Quelle force pourrait s'opposer à l'exécution de la volonté du roi ? Les parlements ? Ils ne peuvent faire que des remontrances : encore est-ce une grâce qu'ils doivent à Votre Altesse Royale ; le feu roi, extrêmement jaloux de son pouvoir, leur ayant sévèrement défendu d'en faire. Et si, toutes leurs remontrances finies, il ne plaît pas au roi de retirer ou de modifier la loi, ils doivent l'enregistrer. Si, au contraire, le parlement la refuse encore, le monarque lui envoie des ordres ultérieurs. Alors paraissent de nouvelles remontrances qui sentent la faction. Les parlements ne manquent pas de faire entendre qu'ils représentent les peuples, qu'ils sont les soutiens de l'État, les gardiens des lois, les défenseurs de la patrie, avec bien d'autres raisons de cette espèce. A quoi l'autorité répond par un ordre d'enregistrer, ajoutant que les officiers du parlement ne sont que des officiers du roi et non des officiers de la France. Petit à petit, le feu s'allume dans le parlement, les factions s'y forment et s'agitent. Alors, il est d'usage de tenir un lit de justice, pour conduire au point qu'il faut messieurs du parlement. S'ils s'y soumettent, on est obéi, et c'est tout ce que peut vouloir le plus grand roi du monde ; s'ils résistent encore, au retour dans leurs chambres, ou bien on exile les plus mutins et les chefs des factions, ou bien on exile à Pontoise tout le corps du parlement. Alors, on suscite contre lui la noblesse et le clergé, ses ennemis naturels ; on fait chanter des chansons, on fait courir des poésies plaisantes et fugitives ; et l'opération, dont nous connaissons bien la marche et les résultats, n'occasionne que des émotions légères, qui n'ont aucun grave inconvénient, et le parlement n'en est pas moins exilé pour avoir été désobéissant. On prend alors les jeunes conseillers qui dominent dans ce corps, par famine. Le besoin qu'ils ont de vivre dans la capitale, l'habitude des plaisirs, l'usage de leurs maîtresses, leur commandent impérieusement de revenir à leurs foyers, à leurs femmes entretenues, à leurs véritables épouses. On enregistre donc, on obéit, et on revient.

 

Tel était, décrit par le génie pénétrant et cynique de Dubois, le mécanisme des résistances parlementaires. Cela suffisait-il pour constituer un régime de garanties ?

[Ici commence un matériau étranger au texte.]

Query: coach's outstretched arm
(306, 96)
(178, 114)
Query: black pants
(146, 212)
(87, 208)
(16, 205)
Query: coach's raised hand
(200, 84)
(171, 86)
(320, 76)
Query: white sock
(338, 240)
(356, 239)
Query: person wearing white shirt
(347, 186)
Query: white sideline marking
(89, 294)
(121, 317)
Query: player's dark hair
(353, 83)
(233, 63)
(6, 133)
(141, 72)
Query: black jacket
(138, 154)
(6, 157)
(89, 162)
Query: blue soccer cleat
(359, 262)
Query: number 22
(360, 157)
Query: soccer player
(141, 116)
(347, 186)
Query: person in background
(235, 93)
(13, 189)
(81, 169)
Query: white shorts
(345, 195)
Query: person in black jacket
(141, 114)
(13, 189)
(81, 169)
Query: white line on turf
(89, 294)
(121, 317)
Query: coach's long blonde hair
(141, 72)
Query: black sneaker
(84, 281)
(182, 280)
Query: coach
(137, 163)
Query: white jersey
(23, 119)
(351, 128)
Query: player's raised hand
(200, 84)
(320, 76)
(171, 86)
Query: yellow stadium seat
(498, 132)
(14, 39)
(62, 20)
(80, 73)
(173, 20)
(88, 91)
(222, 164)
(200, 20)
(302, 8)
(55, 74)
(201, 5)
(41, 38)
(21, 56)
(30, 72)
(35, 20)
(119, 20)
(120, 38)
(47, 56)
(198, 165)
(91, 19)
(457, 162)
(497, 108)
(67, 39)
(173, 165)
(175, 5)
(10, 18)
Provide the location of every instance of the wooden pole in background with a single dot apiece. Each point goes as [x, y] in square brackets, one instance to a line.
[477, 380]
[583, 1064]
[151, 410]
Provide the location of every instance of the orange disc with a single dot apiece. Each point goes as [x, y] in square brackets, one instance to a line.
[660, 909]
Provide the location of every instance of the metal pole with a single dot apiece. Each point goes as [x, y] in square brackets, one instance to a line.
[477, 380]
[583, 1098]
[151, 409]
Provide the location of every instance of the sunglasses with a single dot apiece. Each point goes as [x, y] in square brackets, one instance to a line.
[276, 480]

La vérité est que le parlement ne fit jamais efficacement obstacle qu'aux entreprises de Rome et de la partie ultramontaine du clergé, et c'est sous ce rapport qu'il servit la domination de la bourgeoisie ; mais contre les excès de la monarchie absolue, son influence était nulle. Seulement ses doléances empêchaient la nation de s'endormir trop longtemps dans le silence du despotisme ; ses protestations, étouffées par la violence, formaient un permanent et dramatique appel à la liberté ; sa prétention de représenter les états généraux le poussait à en évoquer, de loin en loin, l'imposant fantôme ; et il gardait la place d'une révolution.

Quand la liberté n'est point au sommet de l'État, elle n'est nulle part : sous l'ancienne monarchie, les intérêts publics flottaient à l'aventure ; et l'inanité du pouvoir politique des parlements laissait à découvert jusqu'à leur pouvoir judiciaire. S'agissait-il d'un innocent à punir, d'un coupable à sauver, d'un procès injuste à faire gagner à quelque personnage en crédit, le roi évoquait l'affaire, c'est-à-dire la portait devant le grand conseil, tribunal exceptionnel et servile, placé sous la main du prince, pour fournir le moyen d'éluder la juridiction du parlement.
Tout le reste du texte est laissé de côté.